Pode ter. A Súmula n.º 378 do Tribunal Superior do Trabalho, no item II, reconhece a estabilidade acidentária ainda que não tenha havido afastamento superior a quinze dias nem percepção de auxílio-doença acidentário, quando se constata, depois da dispensa, doença profissional com relação de causalidade com o trabalho. Na LER/DORT do frigorífico, cujo diagnóstico costuma vir tarde, essa ressalva é decisiva. O ponto central deixa de ser o benefício do INSS e passa a ser a prova, por laudo e perícia, de que o trabalho contribuiu para a doença.
Qual a diferença entre a estabilidade do art. 118 e a garantia do reabilitado do art. 93?
São proteções distintas que podem incidir juntas. A estabilidade do art. 118 garante doze meses de emprego após a alta do benefício acidentário, e vale para quem se acidentou ou adoeceu no trabalho, tenha ou não passado por reabilitação. A garantia do art. 93, § 1.º, é específica do beneficiário reabilitado pela Previdência e da pessoa com deficiência: a empresa só pode dispensá-lo depois de contratar outro trabalhador na mesma condição. O reabilitado que se acidentou no serviço costuma reunir as duas, e cada uma reforça a nulidade da dispensa por um fundamento próprio.
A reabilitação profissional é a mesma coisa que o limbo previdenciário?

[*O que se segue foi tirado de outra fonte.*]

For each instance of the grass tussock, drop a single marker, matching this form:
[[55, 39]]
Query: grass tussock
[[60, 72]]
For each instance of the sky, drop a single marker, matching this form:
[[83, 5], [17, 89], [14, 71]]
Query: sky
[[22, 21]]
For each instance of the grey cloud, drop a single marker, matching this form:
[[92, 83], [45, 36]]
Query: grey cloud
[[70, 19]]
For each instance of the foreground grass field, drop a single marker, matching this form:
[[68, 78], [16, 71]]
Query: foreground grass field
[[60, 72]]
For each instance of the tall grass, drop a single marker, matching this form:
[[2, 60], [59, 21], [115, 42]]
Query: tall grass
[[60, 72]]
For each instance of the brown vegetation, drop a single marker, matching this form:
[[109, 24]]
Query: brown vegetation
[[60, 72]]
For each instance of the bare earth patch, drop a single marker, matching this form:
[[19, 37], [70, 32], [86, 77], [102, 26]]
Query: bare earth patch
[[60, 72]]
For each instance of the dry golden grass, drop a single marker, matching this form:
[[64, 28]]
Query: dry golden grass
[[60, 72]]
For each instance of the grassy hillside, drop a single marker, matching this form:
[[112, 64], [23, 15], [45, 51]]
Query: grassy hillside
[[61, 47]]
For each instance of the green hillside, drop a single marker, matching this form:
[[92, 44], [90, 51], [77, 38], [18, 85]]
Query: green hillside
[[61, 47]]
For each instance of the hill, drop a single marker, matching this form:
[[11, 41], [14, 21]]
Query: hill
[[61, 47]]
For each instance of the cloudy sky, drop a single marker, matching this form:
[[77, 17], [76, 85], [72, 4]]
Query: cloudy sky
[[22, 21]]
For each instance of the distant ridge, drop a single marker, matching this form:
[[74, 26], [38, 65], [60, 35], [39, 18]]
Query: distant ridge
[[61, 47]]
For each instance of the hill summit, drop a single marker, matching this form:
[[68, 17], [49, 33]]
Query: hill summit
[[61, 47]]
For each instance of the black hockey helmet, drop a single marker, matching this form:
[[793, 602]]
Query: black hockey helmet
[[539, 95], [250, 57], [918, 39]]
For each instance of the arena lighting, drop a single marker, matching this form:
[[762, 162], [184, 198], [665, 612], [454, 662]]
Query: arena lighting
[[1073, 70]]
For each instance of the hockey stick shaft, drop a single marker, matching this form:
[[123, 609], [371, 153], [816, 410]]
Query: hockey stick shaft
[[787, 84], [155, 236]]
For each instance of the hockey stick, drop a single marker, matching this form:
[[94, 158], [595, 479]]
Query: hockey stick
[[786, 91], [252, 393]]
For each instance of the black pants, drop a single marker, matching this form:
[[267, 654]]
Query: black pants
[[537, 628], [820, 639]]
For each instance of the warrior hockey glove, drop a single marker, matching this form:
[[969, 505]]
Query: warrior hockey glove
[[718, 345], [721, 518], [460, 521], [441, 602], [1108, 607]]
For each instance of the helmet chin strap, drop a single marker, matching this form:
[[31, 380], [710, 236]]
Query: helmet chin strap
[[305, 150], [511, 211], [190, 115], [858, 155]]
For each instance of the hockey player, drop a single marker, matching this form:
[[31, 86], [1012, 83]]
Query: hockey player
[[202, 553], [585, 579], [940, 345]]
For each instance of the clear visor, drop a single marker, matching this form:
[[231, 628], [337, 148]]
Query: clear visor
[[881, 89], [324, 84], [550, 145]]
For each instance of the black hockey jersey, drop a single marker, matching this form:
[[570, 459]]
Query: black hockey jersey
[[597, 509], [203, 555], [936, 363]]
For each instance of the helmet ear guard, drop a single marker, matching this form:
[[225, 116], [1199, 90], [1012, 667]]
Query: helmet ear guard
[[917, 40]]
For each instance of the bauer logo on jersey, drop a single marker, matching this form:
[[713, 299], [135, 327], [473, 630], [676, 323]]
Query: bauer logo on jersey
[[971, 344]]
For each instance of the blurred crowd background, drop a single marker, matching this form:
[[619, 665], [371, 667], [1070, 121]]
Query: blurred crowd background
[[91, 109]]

Não. A reabilitação é o programa do INSS que capacita o segurado para outra função quando ele não pode mais exercer a atividade habitual, e termina com o certificado de reabilitação. O limbo previdenciário é situação diferente: acontece quando o INSS dá alta por considerar o segurado apto, mas a empresa o considera inapto e recusa o retorno, deixando o trabalhador sem salário e sem benefício. No limbo, discute-se quem paga esse período; na estabilidade do reabilitado, discute-se a nulidade da dispensa de quem já havia voltado. São planos que não se confundem.
Tenho direito de voltar ao emprego ou de receber uma indenização?

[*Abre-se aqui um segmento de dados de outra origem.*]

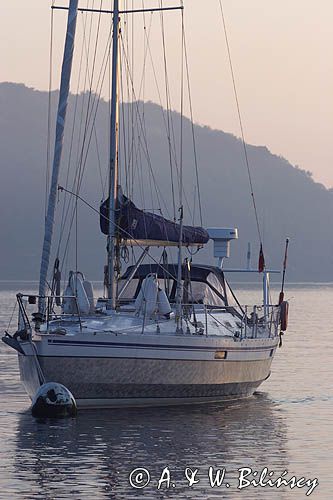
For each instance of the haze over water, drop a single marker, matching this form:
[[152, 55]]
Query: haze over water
[[287, 425]]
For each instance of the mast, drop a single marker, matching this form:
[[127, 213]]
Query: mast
[[113, 175], [60, 125]]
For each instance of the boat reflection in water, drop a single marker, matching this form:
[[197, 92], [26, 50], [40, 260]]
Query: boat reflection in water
[[93, 455]]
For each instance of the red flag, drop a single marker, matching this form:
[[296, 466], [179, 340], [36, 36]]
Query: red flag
[[261, 263]]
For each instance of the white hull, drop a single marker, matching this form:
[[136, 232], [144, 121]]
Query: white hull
[[139, 370]]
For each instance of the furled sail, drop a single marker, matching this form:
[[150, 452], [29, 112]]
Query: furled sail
[[140, 227]]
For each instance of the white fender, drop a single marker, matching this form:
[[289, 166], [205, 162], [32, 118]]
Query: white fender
[[138, 302], [146, 301], [68, 304], [163, 303], [76, 282], [87, 285]]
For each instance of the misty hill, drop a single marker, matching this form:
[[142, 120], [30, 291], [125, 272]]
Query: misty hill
[[289, 202]]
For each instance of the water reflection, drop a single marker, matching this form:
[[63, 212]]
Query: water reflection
[[92, 456]]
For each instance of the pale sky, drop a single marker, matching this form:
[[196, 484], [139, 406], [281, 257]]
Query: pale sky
[[282, 58]]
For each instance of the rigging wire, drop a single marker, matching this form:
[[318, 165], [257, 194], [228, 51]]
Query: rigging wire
[[167, 96], [240, 122], [48, 146], [192, 122]]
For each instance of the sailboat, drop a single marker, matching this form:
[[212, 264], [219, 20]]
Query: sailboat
[[164, 333]]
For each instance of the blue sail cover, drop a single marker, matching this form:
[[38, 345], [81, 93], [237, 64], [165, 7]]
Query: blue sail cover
[[136, 224]]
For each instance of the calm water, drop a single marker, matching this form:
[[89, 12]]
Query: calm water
[[285, 426]]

Depende do momento do julgamento. Se o período de garantia ainda estiver em curso, o direito é à reintegração, com os salários e verbas do intervalo. Se o período já tiver se esgotado, converte-se em indenização substitutiva correspondente ao tempo de estabilidade. Há uma ressalva: o Tribunal Superior do Trabalho já decidiu que o empregado que recusa a oferta de reintegração, por já ter outro emprego, não recebe a indenização substitutiva. Quando a doença reduziu a capacidade de trabalho, pode caber ainda a reparação por danos morais e materiais, inclusive pensão. A escolha entre voltar e receber deve ser feita com orientação técnica.
A empresa alega que a minha doença é degenerativa ou que eu já tinha o problema antes. Isso derruba o direito?
Não necessariamente. Essa defesa se apoia no § 1.º do art. 20 da Lei n.º 8.213, de 1991, que exclui a doença degenerativa e a inerente ao grupo etário. A resposta está na concausa do art. 21, inciso I, da mesma lei: o trabalho não precisa ter sido a causa única do adoecimento, bastando que tenha contribuído diretamente para a redução da capacidade ou para o agravamento de uma condição prévia. Uma predisposição que se manifesta ou piora por causa do ritmo, da repetição e do frio da linha de produção não afasta o direito, apenas divide o nexo. A avaliação final depende da perícia de cada processo.
Referências
Legislação e atos normativos
BRASIL. [Constituição (1988)]. Constituição da República Federativa do Brasil de 1988. Brasília, DF: Presidência da República. Dispositivos citados: art. 7.º, inc. XXVIII (seguro contra acidentes de trabalho e reparação por dolo ou culpa do empregador); art. 203, inc. IV (habilitação e reabilitação da pessoa com deficiência). Disponível em: https://www.planalto.gov.br/ccivil_03/constituicao/constituicao.htm. Acesso em: 22 jul. 2026. BRASIL. Lei n.º 8.213, de 24 de julho de 1991. Planos de Benefícios da Previdência Social. Art. 20, inc. I e II e § 1.º (equiparação da doença ocupacional ao acidente do trabalho e exclusões); art. 21, inc. I (concausa); art. 62, caput (redação da Lei n.º 13.457/2017) e §§ 1.º e 2.º (redação da Lei n.º 13.846/2019) (reabilitação profissional obrigatória do segurado insuscetível de recuperação para a atividade habitual); art. 89 (conteúdo da habilitação e reabilitação profissional); art. 92 (certificado individual de reabilitação); art. 93, caput e § 1.º (cota de reabilitados e garantia na dispensa, redação da Lei n.º 13.146/2015); art. 118 (estabilidade acidentária de doze meses). Disponível em: https://www.planalto.gov.br/ccivil_03/leis/l8213cons.htm. Acesso em: 22 jul. 2026.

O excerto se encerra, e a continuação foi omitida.